Economist and prolific housing commentator Andrew Wilson said Hobart’s house prices were “almost irrationally lower than anywhere else in Australia” with a pre-boom median house price that was about a third of Sydney’s. Low interest rates and a surge of migration into Tasmania kicked off the housing mania, he says.
Those looking for quick capital gains could be disappointed. Mr. Wilson believes the Hobart market has “caught up” with other capitals in terms of pricing. Demand in Hobart will likely moderate, bringing the city’s rate of growth lower than where it has been.
However the city still has relatively good prospects, he said. He expects the rate of growth to ease but is not anticipating falls in value. Migration into Tasmania is holding up and rental properties are scarce, ensuring continual demand.
And one strong positive for Hobart is its relatively high proportion of owner-occupiers compared to Australia’s largest cities, which have much higher investor activity. This makes it less vulnerable to the credit squeeze, which is stifling investor activity in Sydney and Melbourne.
“Those markets, particularly Sydney, had a much higher proportion of investor activity,” Mr. Wilson said. “So I think Hobart isn’t exposed to the same sort of withdrawal of investor activity. Even though it’s likely to have that, it’s off a much lower base there.”
Brisbane—the sunny riverside capital of Queensland—didn’t take off like Sydney and Melbourne in recent years. The decline of the Australian resources boom since 2012 hit Queensland’s economy, and a more recent building boom has left the city with an oversupply of apartments. From 2014 to 2015, net migration was its lowest in 30 years, Mr. Wilson said.
But energy is now returning to Queensland’s economy. Strong jobs growth and a surge of major infrastructure projects are enticing buyers to the state once again. Inter-state migration into Queensland is now the strongest of all the Australian states, Mr. Wilson said, driving down rental vacancy rates.
Residential building is winding down, and Mr. Wilson said the city’s housing oversupply is fast being soaked up.
Brisbane home values climbed by 0.2%in 2018 according to CoreLogic, taking its median value to A$493,568. That makes it Australia’s largest city that showed capital growth in the past year.

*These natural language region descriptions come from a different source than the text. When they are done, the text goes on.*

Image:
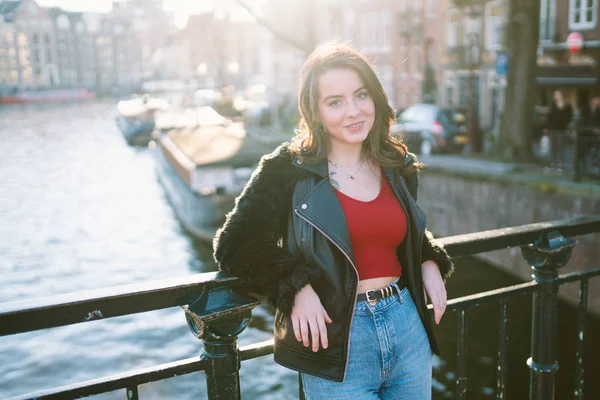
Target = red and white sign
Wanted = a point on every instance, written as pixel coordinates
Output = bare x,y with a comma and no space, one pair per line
574,42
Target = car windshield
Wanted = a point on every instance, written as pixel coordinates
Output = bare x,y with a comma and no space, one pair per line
418,113
456,116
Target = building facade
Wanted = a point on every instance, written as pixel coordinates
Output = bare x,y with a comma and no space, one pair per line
574,72
45,48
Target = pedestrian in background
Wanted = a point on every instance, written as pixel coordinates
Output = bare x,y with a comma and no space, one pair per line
559,118
328,227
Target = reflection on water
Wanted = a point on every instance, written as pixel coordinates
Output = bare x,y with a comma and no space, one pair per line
79,210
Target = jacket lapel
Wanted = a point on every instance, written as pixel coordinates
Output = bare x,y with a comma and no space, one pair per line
323,210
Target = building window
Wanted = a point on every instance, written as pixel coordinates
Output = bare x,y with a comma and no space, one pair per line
583,14
453,29
431,8
402,6
494,26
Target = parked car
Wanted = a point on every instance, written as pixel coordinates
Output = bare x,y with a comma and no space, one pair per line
428,128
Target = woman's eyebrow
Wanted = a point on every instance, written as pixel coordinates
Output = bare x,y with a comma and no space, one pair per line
334,96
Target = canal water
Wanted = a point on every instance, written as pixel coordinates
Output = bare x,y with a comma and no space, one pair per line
80,210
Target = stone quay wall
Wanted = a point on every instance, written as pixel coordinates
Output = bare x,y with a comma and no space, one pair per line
459,199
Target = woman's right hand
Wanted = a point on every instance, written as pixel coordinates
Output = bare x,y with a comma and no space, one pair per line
309,318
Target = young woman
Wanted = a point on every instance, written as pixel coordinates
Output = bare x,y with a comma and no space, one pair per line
329,229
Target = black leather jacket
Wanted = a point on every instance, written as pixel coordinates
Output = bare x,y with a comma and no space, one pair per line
288,229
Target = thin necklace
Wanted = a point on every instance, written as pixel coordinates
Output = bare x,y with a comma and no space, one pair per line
341,168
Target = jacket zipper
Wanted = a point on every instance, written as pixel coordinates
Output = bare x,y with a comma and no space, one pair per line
357,278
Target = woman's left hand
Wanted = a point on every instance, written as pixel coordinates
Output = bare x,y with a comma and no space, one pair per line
435,289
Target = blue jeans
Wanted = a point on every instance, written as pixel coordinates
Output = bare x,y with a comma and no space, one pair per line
390,355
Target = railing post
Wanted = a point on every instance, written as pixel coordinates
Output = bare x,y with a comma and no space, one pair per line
217,317
545,256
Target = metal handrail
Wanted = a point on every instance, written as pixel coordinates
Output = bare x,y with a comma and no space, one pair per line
67,309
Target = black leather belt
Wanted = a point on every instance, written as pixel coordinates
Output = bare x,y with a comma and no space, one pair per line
382,293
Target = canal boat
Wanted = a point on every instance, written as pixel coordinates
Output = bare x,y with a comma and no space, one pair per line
203,169
45,96
136,118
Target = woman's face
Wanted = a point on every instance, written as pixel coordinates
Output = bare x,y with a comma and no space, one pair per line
346,108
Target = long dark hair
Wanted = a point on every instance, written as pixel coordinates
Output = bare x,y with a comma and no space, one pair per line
311,140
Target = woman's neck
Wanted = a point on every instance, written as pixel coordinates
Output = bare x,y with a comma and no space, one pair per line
345,154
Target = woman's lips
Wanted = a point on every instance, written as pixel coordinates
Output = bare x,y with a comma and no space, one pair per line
355,127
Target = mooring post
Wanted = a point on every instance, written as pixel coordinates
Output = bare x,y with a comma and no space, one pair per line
545,256
217,317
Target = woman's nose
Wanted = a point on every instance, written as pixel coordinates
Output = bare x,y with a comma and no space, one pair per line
352,110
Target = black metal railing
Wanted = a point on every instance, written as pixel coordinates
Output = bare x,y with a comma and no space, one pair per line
217,314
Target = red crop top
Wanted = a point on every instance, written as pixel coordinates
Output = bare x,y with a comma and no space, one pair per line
376,228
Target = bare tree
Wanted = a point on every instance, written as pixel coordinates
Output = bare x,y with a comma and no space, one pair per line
305,47
522,39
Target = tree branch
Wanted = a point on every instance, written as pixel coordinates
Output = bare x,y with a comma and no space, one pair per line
278,34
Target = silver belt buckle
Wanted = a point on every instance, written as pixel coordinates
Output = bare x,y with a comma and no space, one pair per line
367,293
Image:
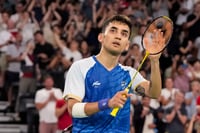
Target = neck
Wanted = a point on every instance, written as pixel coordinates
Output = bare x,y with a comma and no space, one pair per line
107,60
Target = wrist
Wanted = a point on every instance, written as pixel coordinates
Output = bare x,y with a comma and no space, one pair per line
103,104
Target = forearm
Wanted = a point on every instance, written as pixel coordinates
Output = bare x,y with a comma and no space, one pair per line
155,85
60,111
89,108
39,106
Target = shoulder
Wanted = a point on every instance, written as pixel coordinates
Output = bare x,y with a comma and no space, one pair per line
86,62
127,68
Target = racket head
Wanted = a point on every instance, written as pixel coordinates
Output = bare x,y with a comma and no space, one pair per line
163,23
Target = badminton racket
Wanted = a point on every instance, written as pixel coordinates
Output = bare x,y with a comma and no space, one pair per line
154,40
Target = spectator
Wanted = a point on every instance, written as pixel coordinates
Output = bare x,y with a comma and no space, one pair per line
179,74
45,102
27,82
85,49
14,59
190,98
43,52
64,119
143,119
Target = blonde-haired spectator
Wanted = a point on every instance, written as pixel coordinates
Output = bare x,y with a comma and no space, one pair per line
45,102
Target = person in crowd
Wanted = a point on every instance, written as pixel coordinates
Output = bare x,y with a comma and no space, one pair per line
43,52
14,58
190,98
179,74
45,102
144,120
28,78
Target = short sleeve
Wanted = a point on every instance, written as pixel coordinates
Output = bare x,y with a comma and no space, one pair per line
74,83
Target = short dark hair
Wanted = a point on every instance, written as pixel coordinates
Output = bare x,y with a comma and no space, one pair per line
118,18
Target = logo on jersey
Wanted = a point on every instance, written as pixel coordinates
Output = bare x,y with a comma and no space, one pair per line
96,84
123,84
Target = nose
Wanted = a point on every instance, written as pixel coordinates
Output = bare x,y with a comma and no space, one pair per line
118,38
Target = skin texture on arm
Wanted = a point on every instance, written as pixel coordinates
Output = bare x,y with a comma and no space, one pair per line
91,108
60,111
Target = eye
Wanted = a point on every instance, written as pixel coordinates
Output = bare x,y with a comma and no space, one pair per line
113,30
124,34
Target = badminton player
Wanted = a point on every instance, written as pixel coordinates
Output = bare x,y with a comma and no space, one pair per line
95,85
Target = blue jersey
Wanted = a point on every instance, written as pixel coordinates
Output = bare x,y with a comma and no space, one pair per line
89,81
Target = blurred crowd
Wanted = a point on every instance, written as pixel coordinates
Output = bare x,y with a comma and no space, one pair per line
40,39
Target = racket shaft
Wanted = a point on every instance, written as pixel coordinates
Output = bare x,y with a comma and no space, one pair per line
115,110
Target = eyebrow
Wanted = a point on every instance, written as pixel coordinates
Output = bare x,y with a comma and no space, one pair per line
113,27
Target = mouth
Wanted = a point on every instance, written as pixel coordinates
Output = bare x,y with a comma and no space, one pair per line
116,43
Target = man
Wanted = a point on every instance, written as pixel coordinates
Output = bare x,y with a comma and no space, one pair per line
45,102
143,117
95,85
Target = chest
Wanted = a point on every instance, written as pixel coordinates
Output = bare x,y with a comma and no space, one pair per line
100,83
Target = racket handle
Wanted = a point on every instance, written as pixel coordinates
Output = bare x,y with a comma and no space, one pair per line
115,110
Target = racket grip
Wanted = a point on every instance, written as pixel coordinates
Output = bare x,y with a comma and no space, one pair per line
115,110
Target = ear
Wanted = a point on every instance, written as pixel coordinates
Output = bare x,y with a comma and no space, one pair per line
100,37
127,45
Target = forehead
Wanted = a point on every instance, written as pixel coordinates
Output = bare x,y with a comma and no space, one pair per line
118,25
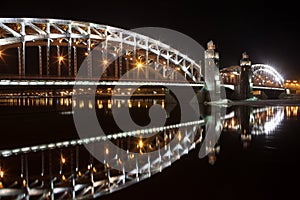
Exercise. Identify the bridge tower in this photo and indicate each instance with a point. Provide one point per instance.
(245, 90)
(211, 71)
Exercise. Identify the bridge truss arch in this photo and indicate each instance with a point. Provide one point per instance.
(60, 46)
(266, 75)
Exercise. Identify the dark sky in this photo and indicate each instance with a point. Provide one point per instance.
(267, 30)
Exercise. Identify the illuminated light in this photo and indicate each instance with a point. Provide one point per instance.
(90, 105)
(131, 156)
(120, 161)
(94, 170)
(140, 144)
(139, 65)
(61, 59)
(109, 104)
(100, 105)
(179, 136)
(1, 173)
(24, 183)
(62, 159)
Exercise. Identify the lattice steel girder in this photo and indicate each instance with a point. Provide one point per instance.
(28, 30)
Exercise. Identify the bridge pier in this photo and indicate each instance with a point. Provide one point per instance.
(211, 73)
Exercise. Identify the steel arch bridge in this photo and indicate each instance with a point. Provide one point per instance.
(266, 75)
(57, 47)
(263, 75)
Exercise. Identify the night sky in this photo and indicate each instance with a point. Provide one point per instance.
(267, 30)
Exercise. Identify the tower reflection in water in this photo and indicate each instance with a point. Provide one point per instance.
(68, 165)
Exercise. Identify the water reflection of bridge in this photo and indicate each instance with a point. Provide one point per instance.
(62, 170)
(49, 53)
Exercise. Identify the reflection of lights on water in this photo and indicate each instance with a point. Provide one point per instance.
(90, 105)
(109, 104)
(129, 104)
(273, 119)
(140, 144)
(81, 104)
(291, 111)
(1, 173)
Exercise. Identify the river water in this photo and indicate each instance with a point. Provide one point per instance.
(256, 156)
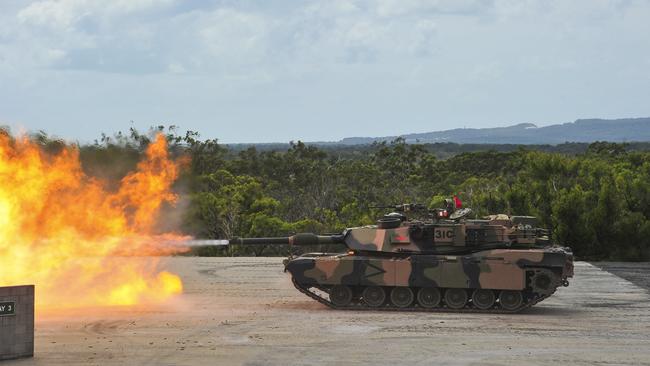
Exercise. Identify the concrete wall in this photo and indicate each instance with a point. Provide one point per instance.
(17, 329)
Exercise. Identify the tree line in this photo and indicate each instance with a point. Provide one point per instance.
(595, 200)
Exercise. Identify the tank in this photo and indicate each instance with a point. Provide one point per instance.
(438, 261)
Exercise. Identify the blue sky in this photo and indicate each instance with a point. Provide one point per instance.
(264, 70)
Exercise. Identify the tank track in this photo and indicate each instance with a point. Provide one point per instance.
(529, 301)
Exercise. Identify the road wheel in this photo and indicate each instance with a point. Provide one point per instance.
(374, 296)
(483, 299)
(511, 300)
(456, 298)
(340, 295)
(401, 296)
(429, 297)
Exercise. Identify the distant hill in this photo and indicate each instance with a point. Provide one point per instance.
(582, 130)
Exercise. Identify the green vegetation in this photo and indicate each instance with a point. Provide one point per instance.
(595, 200)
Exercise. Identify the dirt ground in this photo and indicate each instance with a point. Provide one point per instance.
(245, 311)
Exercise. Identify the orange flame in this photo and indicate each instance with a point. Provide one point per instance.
(62, 230)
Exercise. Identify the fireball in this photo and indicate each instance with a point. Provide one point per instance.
(68, 234)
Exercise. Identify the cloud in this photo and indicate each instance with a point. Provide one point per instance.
(451, 60)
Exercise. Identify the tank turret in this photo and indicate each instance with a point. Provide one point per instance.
(421, 259)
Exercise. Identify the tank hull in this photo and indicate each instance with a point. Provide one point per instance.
(481, 280)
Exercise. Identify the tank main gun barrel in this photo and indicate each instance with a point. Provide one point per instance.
(298, 239)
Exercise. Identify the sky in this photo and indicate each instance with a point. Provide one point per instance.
(318, 70)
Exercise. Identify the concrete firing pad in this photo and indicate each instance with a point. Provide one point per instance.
(245, 311)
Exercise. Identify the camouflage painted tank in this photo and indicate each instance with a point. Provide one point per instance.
(443, 263)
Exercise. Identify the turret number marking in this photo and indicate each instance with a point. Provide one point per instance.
(443, 235)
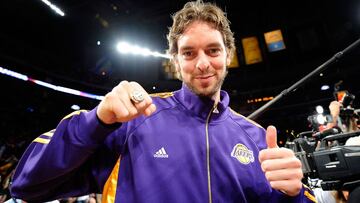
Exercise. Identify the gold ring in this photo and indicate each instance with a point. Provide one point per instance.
(137, 96)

The bulk of homes in Brisbane are detached homes, many of them iconic “Queenslander” houses built on stilts. But the city also has a large number of apartments, with the more luxurious developments offering views of the Brisbane River.
Brisbane’s rental yields are also on the rise, taking some of the burden off investors who are planning to hold their properties for the long term. Gross rental yields are hovering around 4.5%, according to CoreLogic, and that’s well ahead of Sydney and Melbourne, which are around the 3.5% mark.
These factors have led experts to predict the Brisbane housing market will be among the strongest performers. Insurer QBE, in partnership with BIS Oxford Economics, predicts in its QBE Australian Housing Outlook 2018-2021 that the Brisbane median house price will rise nearly 11% in the three years to June 2021.
Mr. Wilson argued that Queensland’s recovering economy and clear affordability advantages will bode well for the state’s housing market.
Brisbane also has a large and well-established luxury housing market that offers much more “bang for your buck” than other cities.
“For A$2 million to A$3 million you can buy something that in Sydney would cost you well over A$10 million, and in Melbourne, well over A$5 million,” Mr. Wilson said.
But property market analyst and buyers advocate Catherine Cashmore, director of Anderson & Cashmore Real Estate Advocates advises that people should be wary of apartments in Brisbane for now and stick to houses, as this is where the demand and price growth is likely to be.
“Unlike in Sydney, there are more options [to live in a house] in Brisbane,” Ms. Cashmore said. You don’t have to live in an apartment unless you want to live in the middle of the city. Most people want to get into a family home and get close to good schools.”